“They have to include data from all the information that’s out there, and that will include databases.”
Wakelin Property Advisory director Jarrod McCabe has seen buyers unable to find out how much a property sold for.
“Not being able to determine what a property sold for can influence buyers in terms of what they might be prepared to pay because they don’t know what the market has been prepared to pay for a similar property,” he said.
“Buyers use sale prices to determine whether they should be prepared to stretch a bit more, or not pay up to a certain level.”
At the top end of the property market, a withheld price is the first thing many vendors request, Jellis Craig Stonnington partner Michael Armstrong said.
“Some people have very public jobs, and I sympathise on that front with people not wanting others to know what is personal information,” he said, adding the trend was a particular Melbourne trait.
“There’s a counterbalance to say the market functions more freely when accurate information is available to everyone.”
In practice, he said buyer’s advocates and valuers ask agents for withheld prices as part of their research, and in situations where a trusted relationship exists an agent may share information where they know their trust will not be abused.
He said agents are duty bound to put the most relevant comparable sales on their Statement of Information, and that can include undisclosed results.
Real Estate Institute of Victoria president Adam Docking said withheld prices are a “tiny, tiny part of the market” and often due to family reasons, a divorce or a deceased estate.
He noted that prices become public later, after settlement.

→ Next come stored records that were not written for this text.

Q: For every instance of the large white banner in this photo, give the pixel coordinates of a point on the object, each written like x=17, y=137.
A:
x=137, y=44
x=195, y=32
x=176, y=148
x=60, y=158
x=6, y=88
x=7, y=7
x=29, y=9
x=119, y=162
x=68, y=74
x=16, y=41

“It’s just for privacy – neighbours, ex-boyfriends, whatever, anybody who wants to know what a property sold for wants to know straight away,” he said.
“By the time it’s released through the Valuer General maybe they’ve forgotten.”
He added agents, in practice, ring another agent and ask for a withheld price if it’s useful for an appraisal, and the agent would then reply with the price and a request not to use it in their marketing.
“In metro Melbourne there’s enough sales results to be able to use for a Statement of Information, and if there’s not enough sales results the agent will use their professional judgement to set the price for the SOI without using direct comparables,” he said.
“The welfare of the people involved in the transaction, being the purchasers and the vendors, must be paramount with any decision the government takes with regard to disclosure of prices.”
Wakelin’s Mr McCabe advises buyers to focus on more than just the sale price, and to attend relevant public auctions to find out more detail.
Was there only one person bidding? Were there five bidders? But of those five, did three drop out $300,000 below where the home sold?
“Easier access to information is always going to help,” he said.
“Information is not necessarily knowledge. Just because you’ve got the sale prices, doesn’t necessarily mean you know what the market’s doing.”